Daha kötü örnekler de var. Kayıtdışı ve illegal şekilde aylarca işkenceli sorgudan geçirilen Yasin Ugan ve Özgür Kaya’nın avukatı Neslihan Koçer bunlardan biri. Ailesi ve şahsi avukatıyla görüştürülmeyen kişilerin, ‘adliyede tesadüfen karşılaşıp kendisinden avukatlık yapmasını istediğini’ belirten Koçer’in işkence iddialarını reddettiğini söylemeye gerek yok herhalde.
Avukat kendini kaptırıp gerçekten savunma yapmaya kalkarsa anında terör örgütü üyeliğinden, yapışmazsa ‘mahkemede haklı çıkmaya çalışmaktan’ tutuklanır.

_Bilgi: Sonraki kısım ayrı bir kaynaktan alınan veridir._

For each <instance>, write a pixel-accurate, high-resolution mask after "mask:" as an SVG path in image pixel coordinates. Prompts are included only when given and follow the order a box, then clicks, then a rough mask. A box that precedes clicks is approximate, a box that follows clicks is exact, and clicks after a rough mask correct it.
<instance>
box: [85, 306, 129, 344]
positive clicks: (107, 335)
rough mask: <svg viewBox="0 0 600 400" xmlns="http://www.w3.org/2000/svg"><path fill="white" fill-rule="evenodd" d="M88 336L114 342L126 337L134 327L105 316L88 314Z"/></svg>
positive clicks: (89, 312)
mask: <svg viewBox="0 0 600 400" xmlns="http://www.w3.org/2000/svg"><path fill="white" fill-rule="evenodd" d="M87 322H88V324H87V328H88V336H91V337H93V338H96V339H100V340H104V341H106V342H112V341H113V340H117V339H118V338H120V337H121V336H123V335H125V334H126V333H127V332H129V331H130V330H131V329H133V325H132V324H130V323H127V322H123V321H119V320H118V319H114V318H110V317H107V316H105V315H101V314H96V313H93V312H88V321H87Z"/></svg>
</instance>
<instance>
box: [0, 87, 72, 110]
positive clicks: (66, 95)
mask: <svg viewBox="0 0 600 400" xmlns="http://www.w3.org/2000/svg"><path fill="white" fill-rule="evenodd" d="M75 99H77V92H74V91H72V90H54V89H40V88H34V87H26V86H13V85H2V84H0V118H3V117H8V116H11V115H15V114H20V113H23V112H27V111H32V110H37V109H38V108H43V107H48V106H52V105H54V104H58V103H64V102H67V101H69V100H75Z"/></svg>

Avukat Ömer Kavili’nin Grup Yorum üyelerinin yargılandığı davada hakimle tartışması sonucu tutuklanıp ertesi gün tahliye edilmesi en çok bilinen örnek. Tutuklama gerekçesi gerçekten evlere şenlik! “Eyleminin amacının kutsal savunma hakkı olmadığı, aksine ters psikoloji ile müvekkilini ve kendisini mağdur göstererek dosyada haklı çıkmaya çalıştığı şüphelinin eylemininin müdafisi olduğu davayı sulandırmaya çalıştığı…”
Ömer Kavili, avukat hakları konusunda kişisel hassasiyetinin ötesinde İstanbul Barosu’nda bunun öncülüğünü yapmış ve kurulan komisyonun başkanlığını üstlenmiş demokrat bir hukukçu. Her türlü desteği fazlasıyla hak ediyor. Tepki seli birkaç saat içinde tahliyeyi sağladı. Bir yandan sevindirici ama bir o kadar da üzüntü verici bir fotoğraf bu.
Çağdaş Hukukçular Derneği Genel Başkanı Selçuk Kozağaçlı daha ağır bir muameleye tabi tutuldu. 17 Arkadaşıyla birlikte bir yıldır tutuklu yargılanan Kozağaçlı, 3 gün önce kendisini tahliye eden İstanbul 37. Ağır Ceza Mahkemesince yeniden tutuklandı. Orada da avukatlar yaka paça duruşma salonundan çıkarıldı.
Kanun Hükmünde Kararnamelerle işini kaybettiği için oturma ve açlık grevi eylemi yaparken tutuklanan Nuriye Gülmen ve Semih Özakça’nın duruşmasına iki gün kala avukatları gözaltına alındı. Bu avukatlardan 14’ü tutuklandı. Avukatlara ‘Berkin Elvan, Dilek Doğan, Hasan Ferit Gedik, Sabancı suikastı ve iki eğitimcinin davalarını takip etmeleri’ suçlama olarak yöneltildi.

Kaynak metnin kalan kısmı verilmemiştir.